Enfin, parmi les sujets non encore finalisés, figure également la mise en place d’un système de règlement des différends, point qui ne figurait pas dans l’accord de 2019.
Pas d’accord politique à court terme
La conclusion est-elle proche ?
A la Commission européenne, les sources proches des négociateurs, qui doivent retourner à la fin du mois à la table de négociation au Brésil, sont catégoriques : « on conclura lorsqu’on aura trouvé une solution acceptable pour les deux parties » à l’accord.

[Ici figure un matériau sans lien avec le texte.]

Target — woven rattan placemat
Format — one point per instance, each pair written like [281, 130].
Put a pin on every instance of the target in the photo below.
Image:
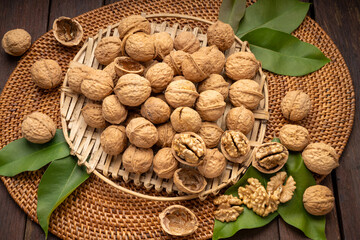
[97, 210]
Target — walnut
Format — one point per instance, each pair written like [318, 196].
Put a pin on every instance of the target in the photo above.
[240, 119]
[137, 160]
[210, 133]
[67, 31]
[320, 158]
[178, 220]
[241, 65]
[132, 89]
[113, 140]
[318, 200]
[213, 165]
[187, 42]
[210, 105]
[92, 114]
[221, 35]
[296, 105]
[189, 180]
[294, 137]
[16, 42]
[141, 132]
[185, 119]
[38, 128]
[181, 93]
[165, 163]
[159, 75]
[215, 82]
[113, 111]
[235, 146]
[245, 92]
[188, 148]
[155, 110]
[270, 157]
[97, 85]
[46, 73]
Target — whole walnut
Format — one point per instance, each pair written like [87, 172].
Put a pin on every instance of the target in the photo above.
[215, 82]
[241, 65]
[46, 73]
[296, 105]
[113, 140]
[15, 42]
[210, 105]
[137, 160]
[213, 165]
[155, 110]
[132, 89]
[221, 35]
[294, 137]
[320, 158]
[142, 133]
[185, 119]
[240, 119]
[159, 75]
[92, 113]
[187, 42]
[165, 163]
[245, 92]
[181, 93]
[318, 200]
[38, 128]
[211, 133]
[113, 111]
[97, 85]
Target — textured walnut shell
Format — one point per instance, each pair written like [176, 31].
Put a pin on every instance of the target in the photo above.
[137, 160]
[178, 220]
[46, 73]
[245, 92]
[221, 35]
[185, 119]
[240, 119]
[132, 89]
[320, 158]
[294, 137]
[113, 140]
[318, 200]
[141, 132]
[189, 180]
[296, 105]
[210, 105]
[67, 31]
[165, 163]
[38, 128]
[241, 65]
[181, 93]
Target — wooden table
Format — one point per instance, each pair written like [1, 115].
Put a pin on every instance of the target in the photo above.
[340, 19]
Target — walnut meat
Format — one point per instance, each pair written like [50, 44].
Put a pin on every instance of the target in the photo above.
[38, 128]
[320, 158]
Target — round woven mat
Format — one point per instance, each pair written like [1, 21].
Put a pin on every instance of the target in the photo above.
[97, 210]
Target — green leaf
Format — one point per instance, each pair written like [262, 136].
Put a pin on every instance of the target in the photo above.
[282, 15]
[22, 155]
[248, 219]
[283, 53]
[60, 179]
[232, 11]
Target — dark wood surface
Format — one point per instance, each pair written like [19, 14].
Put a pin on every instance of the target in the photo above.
[340, 19]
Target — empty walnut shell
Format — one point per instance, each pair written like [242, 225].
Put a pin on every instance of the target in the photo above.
[270, 157]
[178, 220]
[189, 180]
[67, 31]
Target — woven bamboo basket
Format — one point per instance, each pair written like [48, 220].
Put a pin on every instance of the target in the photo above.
[85, 141]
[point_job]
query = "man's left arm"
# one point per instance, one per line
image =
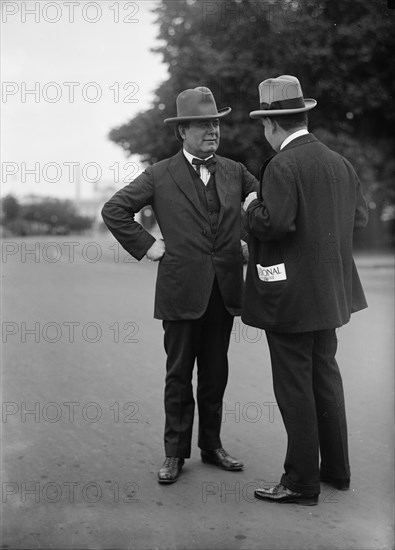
(275, 215)
(249, 187)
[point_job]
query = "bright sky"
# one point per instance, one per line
(91, 69)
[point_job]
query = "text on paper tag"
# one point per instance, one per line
(271, 273)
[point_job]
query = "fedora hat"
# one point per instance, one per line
(282, 96)
(196, 104)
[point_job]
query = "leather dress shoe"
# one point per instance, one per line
(221, 458)
(338, 483)
(279, 493)
(170, 470)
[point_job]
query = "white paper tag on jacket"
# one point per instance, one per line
(271, 273)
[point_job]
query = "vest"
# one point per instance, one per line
(208, 197)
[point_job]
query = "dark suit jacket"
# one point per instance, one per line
(193, 255)
(310, 199)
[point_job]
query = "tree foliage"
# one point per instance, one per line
(340, 51)
(46, 217)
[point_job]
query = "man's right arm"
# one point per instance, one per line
(118, 215)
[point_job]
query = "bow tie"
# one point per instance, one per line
(209, 164)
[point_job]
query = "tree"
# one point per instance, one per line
(340, 51)
(11, 207)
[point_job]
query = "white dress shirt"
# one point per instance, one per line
(204, 171)
(293, 136)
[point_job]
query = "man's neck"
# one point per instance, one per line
(293, 134)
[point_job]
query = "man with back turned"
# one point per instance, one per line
(301, 285)
(196, 197)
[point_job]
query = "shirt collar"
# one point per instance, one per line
(293, 136)
(189, 157)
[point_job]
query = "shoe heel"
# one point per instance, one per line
(313, 501)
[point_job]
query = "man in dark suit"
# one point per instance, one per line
(301, 285)
(196, 197)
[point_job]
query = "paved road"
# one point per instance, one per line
(83, 420)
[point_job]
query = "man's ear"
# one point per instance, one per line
(273, 124)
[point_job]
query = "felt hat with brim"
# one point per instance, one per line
(196, 104)
(282, 96)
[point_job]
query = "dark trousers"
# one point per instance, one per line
(205, 340)
(309, 392)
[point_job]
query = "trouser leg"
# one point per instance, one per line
(181, 341)
(212, 362)
(330, 406)
(292, 366)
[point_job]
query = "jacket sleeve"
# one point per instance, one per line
(273, 215)
(249, 182)
(118, 215)
(361, 208)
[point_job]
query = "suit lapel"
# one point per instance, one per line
(178, 170)
(301, 140)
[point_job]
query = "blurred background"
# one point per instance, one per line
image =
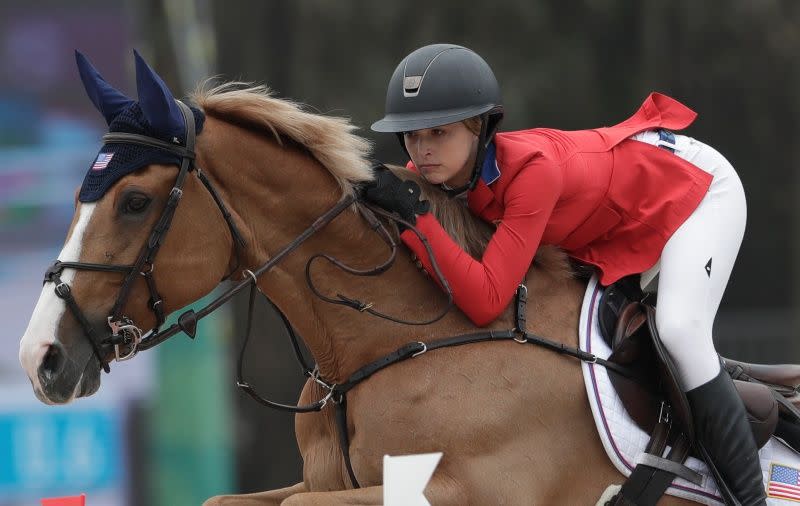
(169, 428)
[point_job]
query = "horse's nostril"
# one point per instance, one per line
(52, 363)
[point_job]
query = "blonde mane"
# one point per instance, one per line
(332, 142)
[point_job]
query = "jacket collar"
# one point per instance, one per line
(490, 172)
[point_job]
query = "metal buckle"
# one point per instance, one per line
(132, 336)
(148, 272)
(664, 415)
(62, 289)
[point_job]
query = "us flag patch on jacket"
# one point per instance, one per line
(784, 483)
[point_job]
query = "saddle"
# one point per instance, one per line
(652, 396)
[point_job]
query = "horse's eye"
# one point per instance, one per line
(135, 204)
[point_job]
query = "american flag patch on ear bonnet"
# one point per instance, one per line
(118, 160)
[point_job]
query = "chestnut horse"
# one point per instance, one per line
(512, 420)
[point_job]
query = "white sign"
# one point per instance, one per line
(405, 478)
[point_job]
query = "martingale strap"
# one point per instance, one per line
(415, 349)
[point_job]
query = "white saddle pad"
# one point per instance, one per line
(624, 441)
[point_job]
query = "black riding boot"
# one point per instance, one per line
(722, 428)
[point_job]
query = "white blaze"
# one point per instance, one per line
(41, 331)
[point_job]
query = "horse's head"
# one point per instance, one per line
(107, 275)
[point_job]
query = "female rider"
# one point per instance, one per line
(619, 198)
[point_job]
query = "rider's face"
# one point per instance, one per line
(443, 154)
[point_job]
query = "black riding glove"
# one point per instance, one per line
(393, 194)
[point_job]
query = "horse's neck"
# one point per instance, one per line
(276, 193)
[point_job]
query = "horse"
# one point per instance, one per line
(512, 420)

Et à leur connaissance, rien ne sera conclu lors du G20 de Rio ni dans les prochaines semaines. « Nous ne sommes pas encore dans la phase de conclusion politique de l’accord » martèle-t-on.
Pour l’heure, la mobilisation ne faiblit pas en France. Jusqu’au gouvernement. Annie Genevard, la ministre de l’Agriculture et de la souveraineté alimentaire n’a pas manquer de rappeler, sur TF1 le 12 novembre, l’opposition de la France à cet accord avec le Mercosur. « Nous ne voulons pas de cet accord car il est mauvais », a-t-elle martelé, invoquant le risque de « voir arriver des quantités de produits comprenant des substances interdites chez nous, au prix de la déforestation », et une « concurrence déloyale » pour les producteurs français. Mais la ministre a aussi indiqué qu’il est « très peu probable » que ce projet de traité soit signé lors du sommet du G20 au Brésil. Pas sûr que cela suffise à baisser la pression dans le contexte politique chaotique que traverse la France actuellement.